Ukrayna savaşı askeri harcamaları artırıyor, gıda krizi devam ediyor

Rusya’nın Ukrayna’yı işgalinin ardından silahlanma harcamalarını artırma kararı alan Polonya, 250 adet “Abrams” model tank satın almak için ABD ile anlaşma imzaladı. Almanya silahlanma harcamaları için tek seferde 100 milyar euro ayırdı. Ayrıca her yıl bütçesinin en az yüzde 2’sini silahlanmaya ayıracak. Şimdiye kadar bu oran yüzde 1 civarındaydı. Danimarka, İtalya, Hollanda, Finlandiya, İsveç; silahlanma harcamalarını artırma kararı alan diğer ülkeler. NATO’nun 2021 yılı silahlanma harcamaları raporuna göre, Yunanistan milli gelirinin yüzde 3,59'unu, ABD yüzde 3,57'sini, Polonya yüzde 2,34'ünü, İngiltere yüzde 2,25'ini silah harcamasına ayırdı. NATO üyesi ülkelerin toplam savunma harcamaları 2021'deki tahmini rakamlara göre 1,2 trilyon doları buldu. Diğer NATO ülkeleri de milli gelirlerinin en az yüzde 2’sini silahlanmaya ayırmaya başladıklarında, toplam NATO harcamasının en az 1,5 trilyon doları bulması bekleniyor. Böylece NATO’nun silahlanma harcaması, dünyanın geri kalan ülkelerinin silahlanma harcamasının iki katı civarına yükselecek. 2021 yılı için dünyanın toplam silahlanma harcaması 1 trilyon 980 milyar dolar olarak tahmin ediliyor.
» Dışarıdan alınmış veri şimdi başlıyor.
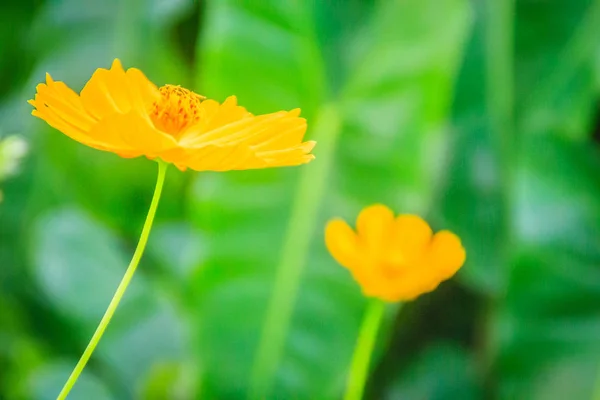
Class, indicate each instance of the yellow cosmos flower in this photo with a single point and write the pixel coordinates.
(123, 112)
(394, 258)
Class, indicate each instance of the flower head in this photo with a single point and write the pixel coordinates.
(394, 258)
(124, 113)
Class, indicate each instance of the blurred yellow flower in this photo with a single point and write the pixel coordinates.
(124, 113)
(394, 258)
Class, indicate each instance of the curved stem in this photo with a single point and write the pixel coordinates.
(114, 303)
(361, 358)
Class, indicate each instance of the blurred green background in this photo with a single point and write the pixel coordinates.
(478, 115)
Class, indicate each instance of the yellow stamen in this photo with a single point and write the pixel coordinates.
(176, 110)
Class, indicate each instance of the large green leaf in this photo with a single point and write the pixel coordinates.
(554, 92)
(548, 326)
(78, 265)
(392, 106)
(442, 371)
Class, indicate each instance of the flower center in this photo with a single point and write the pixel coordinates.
(177, 109)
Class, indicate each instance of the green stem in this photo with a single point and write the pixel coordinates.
(296, 244)
(359, 368)
(114, 303)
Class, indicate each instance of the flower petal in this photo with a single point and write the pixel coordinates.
(114, 90)
(220, 158)
(446, 254)
(374, 225)
(410, 237)
(62, 109)
(132, 135)
(213, 116)
(342, 243)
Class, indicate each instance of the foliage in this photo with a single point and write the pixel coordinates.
(478, 115)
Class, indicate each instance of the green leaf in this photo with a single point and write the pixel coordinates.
(45, 383)
(78, 265)
(442, 371)
(393, 107)
(548, 325)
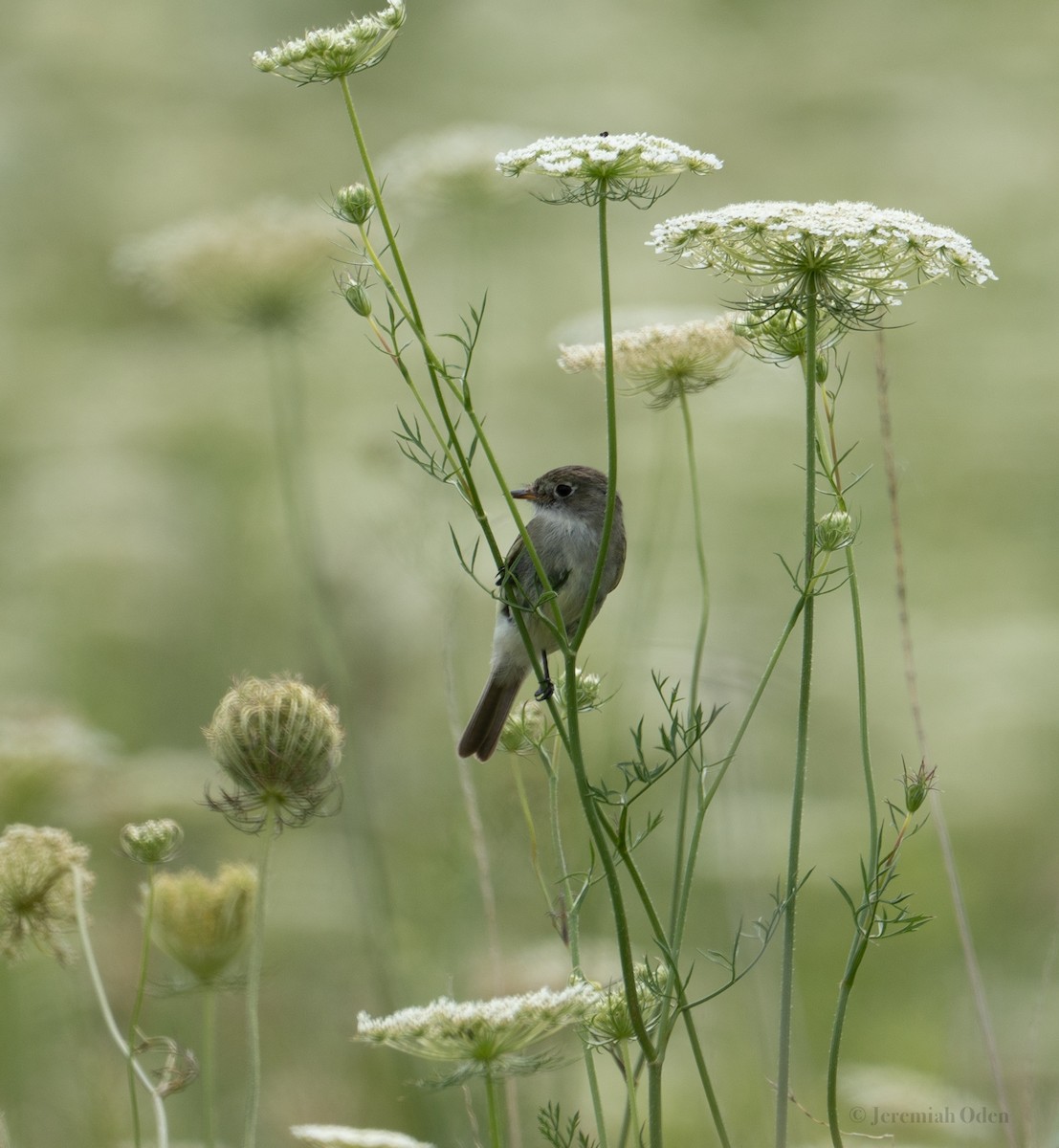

Geçen yıl 30 NATO üyesinin 1,2 trilyon dolarlık silahlanma harcamasının yüzde 69'unu ABD yaptı. ABD'nin silahlanma harcamaları 811 milyar dolar tuttu. ABD'den sonra en çok silahlanma harcamasını 72 milyar dolar ile İngiltere, 63 milyar dolar ile Almanya, 57 milyar dolar ile Fransa ve 27 milyar dolar ile Kanada yaptı. Rapora göre, 2021'deki cari fiyatlarla Türkiye'nin tahmini silahlanma harcamaları 13 milyar dolar oldu. Savaş nedeniyle pek çok ülkede gıda krizi başladı. Savaşın dünya ekonomisine etkisinin 2008 krizinin etkisini aşabileceği tahminleri yapılmaya başlandı. Buna rağmen silahlanmaya ayrılan bütçelerin artırılması da gösteriyor ki, savaş en fazla yoksullar üzerinde yıkıma yol açıyor.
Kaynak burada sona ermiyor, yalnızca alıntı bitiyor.